I'm not sure when the entire Chris Brown Rihanna relationship began, however, I have been disturbed by their relationship for as long as I can remember. For one, Chris Brown and Rihanna are constantly together and have been so for the last year and half or perhaps more if I remember correctly. When Rihanna went on tour last summer Chris accompanied her. Further, I am constantly forced to endure stories and pictures of the two traipsing around the continent. I don't want to sound like the bitter old aunt, but I always wondered where the parents were in the picture. I understand that Chris Brown is supposedly "a country boy from Tappahannock, [Virginia]" and princess RiRi as she is fondly called by Perez Hilton is a Bajan idol. Chris is from a single parent home and his mother resides in Virginia and RiRi's folks are miles away in Barbados. It's understandable that their parents have other concerns besides their children's careers, but they are two of the biggest stars I know whose families have been totally out of the picture. Michael Jackson's parents were a constant presence early in his career. Same with Beyonce, Usher, Brandy, Miley Cyrus, the Jonas brothers, Lindsay Lohan and a bunch of other celebrities.
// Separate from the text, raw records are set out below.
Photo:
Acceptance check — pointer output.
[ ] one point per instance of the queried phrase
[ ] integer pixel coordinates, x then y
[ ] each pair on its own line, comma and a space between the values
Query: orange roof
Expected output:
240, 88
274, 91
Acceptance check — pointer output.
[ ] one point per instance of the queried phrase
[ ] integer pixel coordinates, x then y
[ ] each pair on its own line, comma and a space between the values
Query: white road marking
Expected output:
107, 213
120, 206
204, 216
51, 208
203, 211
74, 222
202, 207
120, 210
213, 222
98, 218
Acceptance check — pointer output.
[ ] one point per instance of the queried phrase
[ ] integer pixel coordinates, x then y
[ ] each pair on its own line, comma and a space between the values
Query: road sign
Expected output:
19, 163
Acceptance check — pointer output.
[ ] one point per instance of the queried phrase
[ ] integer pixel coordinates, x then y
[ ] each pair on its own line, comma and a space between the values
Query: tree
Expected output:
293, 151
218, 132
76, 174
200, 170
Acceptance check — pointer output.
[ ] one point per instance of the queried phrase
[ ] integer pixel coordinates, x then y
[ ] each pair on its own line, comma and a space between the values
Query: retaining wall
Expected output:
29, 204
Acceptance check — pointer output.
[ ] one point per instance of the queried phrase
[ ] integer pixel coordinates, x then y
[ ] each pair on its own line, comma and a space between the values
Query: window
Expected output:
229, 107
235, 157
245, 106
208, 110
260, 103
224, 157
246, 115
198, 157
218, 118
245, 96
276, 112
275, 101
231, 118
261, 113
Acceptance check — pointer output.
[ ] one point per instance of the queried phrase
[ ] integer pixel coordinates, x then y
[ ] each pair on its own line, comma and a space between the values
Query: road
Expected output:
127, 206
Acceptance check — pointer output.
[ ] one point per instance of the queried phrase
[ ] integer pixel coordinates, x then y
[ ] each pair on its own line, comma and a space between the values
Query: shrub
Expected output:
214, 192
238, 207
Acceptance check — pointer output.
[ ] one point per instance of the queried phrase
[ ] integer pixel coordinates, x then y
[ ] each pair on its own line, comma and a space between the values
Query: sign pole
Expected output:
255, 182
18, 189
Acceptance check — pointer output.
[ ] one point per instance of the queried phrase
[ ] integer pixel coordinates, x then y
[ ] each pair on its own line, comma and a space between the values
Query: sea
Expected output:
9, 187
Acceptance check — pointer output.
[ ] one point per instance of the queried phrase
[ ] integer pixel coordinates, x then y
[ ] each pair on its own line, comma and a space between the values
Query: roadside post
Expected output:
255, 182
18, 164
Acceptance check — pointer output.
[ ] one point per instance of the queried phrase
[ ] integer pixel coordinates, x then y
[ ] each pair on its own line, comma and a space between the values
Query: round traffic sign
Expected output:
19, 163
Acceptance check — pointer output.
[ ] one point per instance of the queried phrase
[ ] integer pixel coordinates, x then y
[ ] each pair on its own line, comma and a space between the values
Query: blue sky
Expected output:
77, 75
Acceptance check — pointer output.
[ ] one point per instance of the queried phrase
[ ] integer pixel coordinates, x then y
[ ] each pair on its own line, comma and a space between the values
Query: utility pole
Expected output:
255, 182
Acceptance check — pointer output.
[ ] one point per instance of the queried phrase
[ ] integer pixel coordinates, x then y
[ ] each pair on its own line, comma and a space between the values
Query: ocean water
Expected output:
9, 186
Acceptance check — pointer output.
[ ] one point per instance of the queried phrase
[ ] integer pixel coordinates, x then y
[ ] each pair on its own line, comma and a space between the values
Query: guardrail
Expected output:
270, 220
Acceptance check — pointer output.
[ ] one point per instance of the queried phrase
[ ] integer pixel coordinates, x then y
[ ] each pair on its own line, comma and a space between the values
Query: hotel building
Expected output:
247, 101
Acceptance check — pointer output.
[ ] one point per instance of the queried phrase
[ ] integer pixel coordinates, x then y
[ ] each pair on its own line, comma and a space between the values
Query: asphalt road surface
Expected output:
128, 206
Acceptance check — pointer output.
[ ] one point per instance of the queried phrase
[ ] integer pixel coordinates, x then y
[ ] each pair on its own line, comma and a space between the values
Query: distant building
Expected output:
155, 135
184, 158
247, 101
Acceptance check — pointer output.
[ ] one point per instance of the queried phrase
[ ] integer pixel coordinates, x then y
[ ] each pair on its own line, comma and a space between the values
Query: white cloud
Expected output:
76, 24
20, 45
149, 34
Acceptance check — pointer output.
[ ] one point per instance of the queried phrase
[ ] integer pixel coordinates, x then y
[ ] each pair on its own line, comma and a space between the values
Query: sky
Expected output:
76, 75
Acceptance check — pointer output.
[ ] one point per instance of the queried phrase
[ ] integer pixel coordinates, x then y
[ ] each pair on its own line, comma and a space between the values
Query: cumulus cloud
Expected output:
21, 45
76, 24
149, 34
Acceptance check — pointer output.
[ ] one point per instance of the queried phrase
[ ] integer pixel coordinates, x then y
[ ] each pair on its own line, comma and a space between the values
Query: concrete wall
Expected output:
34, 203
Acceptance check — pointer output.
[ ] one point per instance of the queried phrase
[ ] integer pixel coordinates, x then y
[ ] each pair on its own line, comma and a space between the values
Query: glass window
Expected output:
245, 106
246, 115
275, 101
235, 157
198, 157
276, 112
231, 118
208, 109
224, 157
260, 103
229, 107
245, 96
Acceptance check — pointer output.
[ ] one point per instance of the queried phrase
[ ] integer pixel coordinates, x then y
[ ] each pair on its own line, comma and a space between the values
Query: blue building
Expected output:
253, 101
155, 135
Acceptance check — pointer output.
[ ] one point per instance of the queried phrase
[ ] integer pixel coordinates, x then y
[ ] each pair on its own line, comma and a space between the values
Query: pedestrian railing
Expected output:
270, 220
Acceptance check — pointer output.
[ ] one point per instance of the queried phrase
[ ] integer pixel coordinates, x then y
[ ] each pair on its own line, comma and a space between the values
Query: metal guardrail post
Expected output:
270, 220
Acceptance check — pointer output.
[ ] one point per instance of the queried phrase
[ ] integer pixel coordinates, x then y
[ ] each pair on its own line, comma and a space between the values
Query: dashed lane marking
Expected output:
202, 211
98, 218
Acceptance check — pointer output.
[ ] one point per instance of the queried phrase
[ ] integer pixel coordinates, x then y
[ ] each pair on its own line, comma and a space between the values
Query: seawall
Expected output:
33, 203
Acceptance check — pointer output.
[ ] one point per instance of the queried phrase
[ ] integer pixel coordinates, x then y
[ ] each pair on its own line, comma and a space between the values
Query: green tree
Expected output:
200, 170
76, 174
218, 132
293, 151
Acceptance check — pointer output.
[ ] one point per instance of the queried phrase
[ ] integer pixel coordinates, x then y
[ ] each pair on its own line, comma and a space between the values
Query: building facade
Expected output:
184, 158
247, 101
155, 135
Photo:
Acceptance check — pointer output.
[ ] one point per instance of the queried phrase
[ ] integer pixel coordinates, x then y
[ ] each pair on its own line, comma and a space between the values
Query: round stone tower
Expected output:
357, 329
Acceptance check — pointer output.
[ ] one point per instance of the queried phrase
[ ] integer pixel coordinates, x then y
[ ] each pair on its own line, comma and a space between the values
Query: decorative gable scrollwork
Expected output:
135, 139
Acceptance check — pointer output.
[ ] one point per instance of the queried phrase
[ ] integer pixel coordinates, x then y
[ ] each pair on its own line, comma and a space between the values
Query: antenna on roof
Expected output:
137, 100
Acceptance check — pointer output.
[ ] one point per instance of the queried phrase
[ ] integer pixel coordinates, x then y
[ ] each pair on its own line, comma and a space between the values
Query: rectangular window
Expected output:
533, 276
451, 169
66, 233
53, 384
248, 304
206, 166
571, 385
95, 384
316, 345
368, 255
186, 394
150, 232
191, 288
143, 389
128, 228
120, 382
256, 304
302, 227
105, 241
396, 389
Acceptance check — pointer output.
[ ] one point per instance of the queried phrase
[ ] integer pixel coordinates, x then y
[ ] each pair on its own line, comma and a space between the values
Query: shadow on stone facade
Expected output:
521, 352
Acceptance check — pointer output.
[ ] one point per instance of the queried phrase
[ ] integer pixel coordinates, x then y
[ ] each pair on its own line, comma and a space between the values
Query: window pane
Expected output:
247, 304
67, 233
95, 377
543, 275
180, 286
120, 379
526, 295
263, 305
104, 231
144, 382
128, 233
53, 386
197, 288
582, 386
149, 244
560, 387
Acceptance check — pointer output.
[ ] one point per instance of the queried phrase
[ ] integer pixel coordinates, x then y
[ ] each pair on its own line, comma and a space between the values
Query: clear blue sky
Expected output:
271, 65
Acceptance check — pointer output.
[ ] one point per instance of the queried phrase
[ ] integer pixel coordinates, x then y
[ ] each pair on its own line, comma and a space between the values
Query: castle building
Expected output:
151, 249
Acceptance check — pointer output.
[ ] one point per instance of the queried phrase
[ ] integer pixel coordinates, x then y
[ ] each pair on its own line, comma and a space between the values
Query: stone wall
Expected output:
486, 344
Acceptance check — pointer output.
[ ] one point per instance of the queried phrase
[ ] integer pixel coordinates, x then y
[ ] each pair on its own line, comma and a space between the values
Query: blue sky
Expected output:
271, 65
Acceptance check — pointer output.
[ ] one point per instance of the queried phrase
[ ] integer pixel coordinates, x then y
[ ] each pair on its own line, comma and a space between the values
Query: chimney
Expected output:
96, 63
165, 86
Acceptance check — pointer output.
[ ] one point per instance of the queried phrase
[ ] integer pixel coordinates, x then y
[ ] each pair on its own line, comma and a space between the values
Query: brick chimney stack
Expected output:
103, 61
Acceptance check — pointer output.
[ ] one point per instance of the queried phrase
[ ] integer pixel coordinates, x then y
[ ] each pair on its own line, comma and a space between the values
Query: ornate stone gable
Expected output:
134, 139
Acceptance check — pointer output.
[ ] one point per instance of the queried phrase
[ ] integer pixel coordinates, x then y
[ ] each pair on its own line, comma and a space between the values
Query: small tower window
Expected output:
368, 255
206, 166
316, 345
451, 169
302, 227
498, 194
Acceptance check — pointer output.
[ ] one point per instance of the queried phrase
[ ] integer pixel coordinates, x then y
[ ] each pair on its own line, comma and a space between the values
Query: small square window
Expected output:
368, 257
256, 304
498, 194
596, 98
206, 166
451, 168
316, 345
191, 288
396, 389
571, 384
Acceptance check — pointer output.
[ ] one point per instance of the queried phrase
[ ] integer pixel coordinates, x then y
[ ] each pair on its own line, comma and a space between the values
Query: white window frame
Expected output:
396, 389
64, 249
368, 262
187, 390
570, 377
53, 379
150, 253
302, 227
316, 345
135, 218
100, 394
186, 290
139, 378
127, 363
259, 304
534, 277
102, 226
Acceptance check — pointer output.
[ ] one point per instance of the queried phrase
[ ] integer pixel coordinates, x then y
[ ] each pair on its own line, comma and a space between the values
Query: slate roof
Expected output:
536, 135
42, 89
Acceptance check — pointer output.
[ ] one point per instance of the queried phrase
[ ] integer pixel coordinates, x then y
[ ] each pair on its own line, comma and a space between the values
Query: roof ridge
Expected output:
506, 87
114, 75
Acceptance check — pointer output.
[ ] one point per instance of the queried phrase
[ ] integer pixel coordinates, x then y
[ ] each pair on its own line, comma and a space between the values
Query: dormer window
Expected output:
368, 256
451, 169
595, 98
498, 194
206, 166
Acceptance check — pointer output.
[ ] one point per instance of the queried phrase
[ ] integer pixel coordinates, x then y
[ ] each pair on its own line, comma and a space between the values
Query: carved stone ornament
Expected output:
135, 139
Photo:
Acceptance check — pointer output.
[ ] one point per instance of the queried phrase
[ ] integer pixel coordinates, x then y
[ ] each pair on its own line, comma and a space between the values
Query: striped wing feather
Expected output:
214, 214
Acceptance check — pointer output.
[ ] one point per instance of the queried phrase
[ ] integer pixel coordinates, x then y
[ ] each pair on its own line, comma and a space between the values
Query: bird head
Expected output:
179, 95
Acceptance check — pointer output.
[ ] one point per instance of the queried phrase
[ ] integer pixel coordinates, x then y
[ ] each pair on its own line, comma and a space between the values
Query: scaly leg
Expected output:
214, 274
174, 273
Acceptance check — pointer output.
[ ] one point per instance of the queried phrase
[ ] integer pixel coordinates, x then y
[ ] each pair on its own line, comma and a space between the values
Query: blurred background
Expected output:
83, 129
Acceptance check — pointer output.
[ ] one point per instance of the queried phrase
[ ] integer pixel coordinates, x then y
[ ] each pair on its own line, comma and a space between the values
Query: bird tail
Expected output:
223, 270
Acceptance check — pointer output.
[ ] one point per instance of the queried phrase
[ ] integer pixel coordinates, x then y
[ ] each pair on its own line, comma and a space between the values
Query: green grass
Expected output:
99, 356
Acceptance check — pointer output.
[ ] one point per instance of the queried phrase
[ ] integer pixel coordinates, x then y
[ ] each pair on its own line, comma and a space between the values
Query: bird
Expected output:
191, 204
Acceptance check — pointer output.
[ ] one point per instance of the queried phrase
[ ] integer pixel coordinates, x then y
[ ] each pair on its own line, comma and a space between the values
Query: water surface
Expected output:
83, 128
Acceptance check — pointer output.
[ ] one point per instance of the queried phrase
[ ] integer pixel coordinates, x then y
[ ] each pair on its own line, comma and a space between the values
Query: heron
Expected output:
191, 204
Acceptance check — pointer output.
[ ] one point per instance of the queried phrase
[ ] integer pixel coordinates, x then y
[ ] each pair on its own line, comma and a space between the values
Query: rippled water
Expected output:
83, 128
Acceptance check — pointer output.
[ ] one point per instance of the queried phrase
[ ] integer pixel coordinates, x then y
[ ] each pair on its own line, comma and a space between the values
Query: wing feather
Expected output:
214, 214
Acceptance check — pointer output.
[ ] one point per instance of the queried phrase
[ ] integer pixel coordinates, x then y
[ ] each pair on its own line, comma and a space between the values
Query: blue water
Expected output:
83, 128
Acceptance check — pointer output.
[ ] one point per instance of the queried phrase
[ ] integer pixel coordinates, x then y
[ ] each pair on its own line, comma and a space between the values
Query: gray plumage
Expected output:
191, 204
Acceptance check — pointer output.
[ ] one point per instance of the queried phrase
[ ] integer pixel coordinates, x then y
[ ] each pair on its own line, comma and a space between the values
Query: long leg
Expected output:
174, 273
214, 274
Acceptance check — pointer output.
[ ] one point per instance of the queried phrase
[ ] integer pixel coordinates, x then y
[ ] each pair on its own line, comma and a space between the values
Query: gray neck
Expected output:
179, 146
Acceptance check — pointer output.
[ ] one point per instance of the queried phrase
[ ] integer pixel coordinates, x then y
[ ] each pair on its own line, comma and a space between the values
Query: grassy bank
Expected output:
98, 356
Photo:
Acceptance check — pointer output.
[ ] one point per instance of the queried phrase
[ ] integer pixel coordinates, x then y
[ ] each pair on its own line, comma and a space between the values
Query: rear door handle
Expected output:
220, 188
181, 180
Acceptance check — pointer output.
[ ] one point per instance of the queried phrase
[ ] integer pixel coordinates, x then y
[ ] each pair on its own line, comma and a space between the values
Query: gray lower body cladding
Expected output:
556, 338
Not all of these celebrities turned out right, however, the argument can be made that having that parental presence was reassuring even if the parents were train wrecks; Joseph Simpson and Joseph Jackson prime example of cabooses that lost their minds. For as long as I've known Rihanna and Chris Brown, there have been almost no references and few sightings of their parents. I've seen pictures of them in pools in far away lands, partying in clubs in Europe, and jumping all around the continental United States. They are often photographed drinking alcohol even though neither of them is of legal drinking age and just engaging in all sorts of cavalier behavior. I know it's different because they are celebrities, but somehow, I believe they got carried away with their fame and forgot they were still young adults and teenagers who may have missed out on a "normal life" because they found fame and fortune too soon. Thanks to Michael Jackson and Britney Spears we've all become acquainted with the so called "Arrested Development" syndrome and its devastating effects.
It's unfortunate because these two suffer from mild AR and adding to their angst, they seem like they are constantly left to their own devices. I am not in any way advocating that Rihanna deserved to be abused by Chris Brown, but I am making the point that perhaps parents should reconsider their roles, even more so when their children are thrust in the spotlight. Several teenagers and young adults get abused regularly by their love interests even with parents present, but the Chris and RiRi saga was just totally crazy. I'm reminded of Justin Timberlake and Britney Spears all over again and we all know how unpleasant that episode was. Now, there's a battered young lady who's being labeled victim and a young man whose better days may be behind him. Given the times we live in I'd expect them to know better. We live in the age of MTV's "Parental Control," and if that's any indication of a sign of the times, it's only going to go down hill from here.